Pablo Insua e um colega pegaram-se, e não foi por causa de futebol. Os centros de treinos são sítios pequenos, e uma época longa torna-os mais pequenos ainda.
Plantel24/08/2026
Uma transferência que Manuel Tasso teria feito de graça
Há uma versão de cada carreira em que o jogador acaba onde escolheu e não onde o escolheram. Manuel Tasso está a viver essa versão no Zaragoza, e costuma notar-se no primeiro mês.
Plantel24/08/2026
Toni Moya desentende-se com um colega por causa das exigências
A discussão mais antiga de qualquer balneário e a única que é mesmo sobre futebol: um acha que o outro não põe o suficiente. É também a zanga que um treinador, em privado, não lamenta que tenha acontecido.
Perguntou-se ao Club America se o emprestaria. Os empréstimos acertam-se depressa ou não se acertam, e este será uma coisa ou outra até ao fim de semana.

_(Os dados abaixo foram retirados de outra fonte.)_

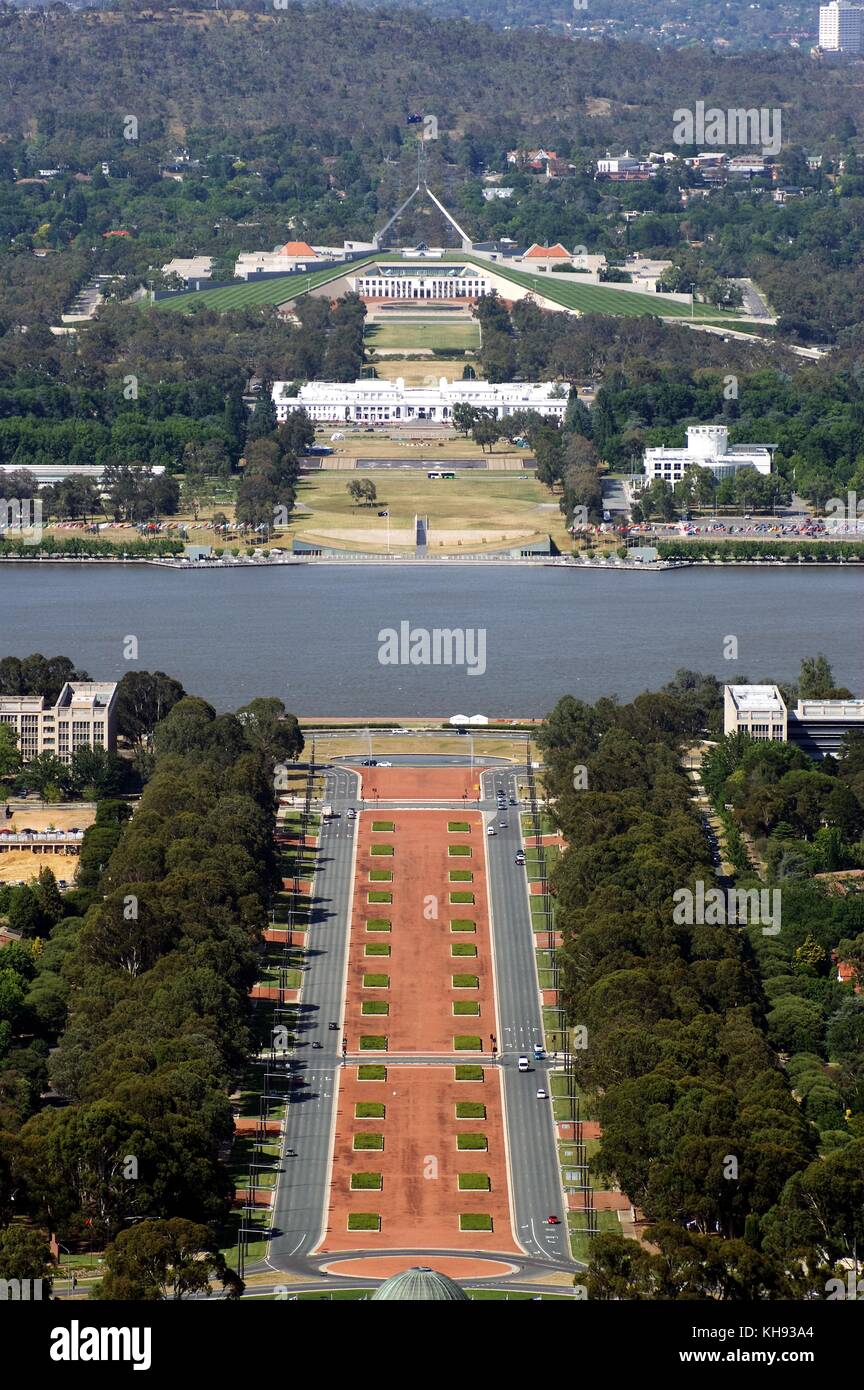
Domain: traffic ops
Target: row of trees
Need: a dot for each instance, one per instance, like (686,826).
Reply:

O Zaragoza ofereceu $16.0M; o Girona disse que nem perto. Ao treinador dirão que o dinheiro continua lá para o jogador certo, que é o que se diz aos treinadores.
O Zaragoza foi ao Belgrano com uma proposta, e os adeptos foram à internet com uma opinião sobre ela. Se alguma das duas muda alguma coisa, decide o clube vendedor.

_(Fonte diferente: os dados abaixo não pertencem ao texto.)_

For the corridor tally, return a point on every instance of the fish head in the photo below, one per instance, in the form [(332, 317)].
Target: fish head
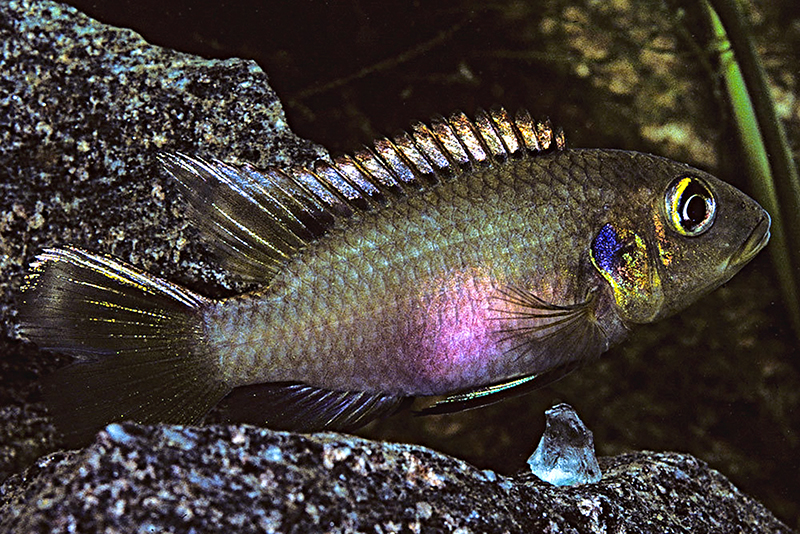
[(681, 234)]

As condições foram oferecidas e recusadas. Se foi o salário, a função ou a cidade, no Venezia ninguém diz, e no Zaragoza ninguém gosta de estar a adivinhar.
Não foi por futebol e todos os que viram sabem-no. Dois homens que no sábado têm de jogar juntos disseram esta semana no Zaragoza coisas que levam mais de uma semana a retirar.
A formação existe exatamente para esta manhã. Jan Ruiz passou por todos os escalões do clube e tem agora um número de equipa principal; os mais orgulhosos do edifício serão os que o treinaram aos doze anos.
A formação existe exatamente para esta manhã. Manuel Sánchez passou por todos os escalões do clube e tem agora um número de equipa principal; os mais orgulhosos do edifício serão os que o treinaram aos doze anos.
Não há verba, não há apresentação, não há empresário na escadaria. Jon Romero está neste clube desde miúdo e faz agora parte, formalmente, do plantel principal — o que, para um leitor local, vale mais do que qualquer contratação.
Os clubes gastam fortunas à procura de jogadores e de vez em quando encontram um ao fundo do corredor. Javier Suárez é isso, e a receção na sua primeira aparição será de outra natureza que a de qualquer reforço.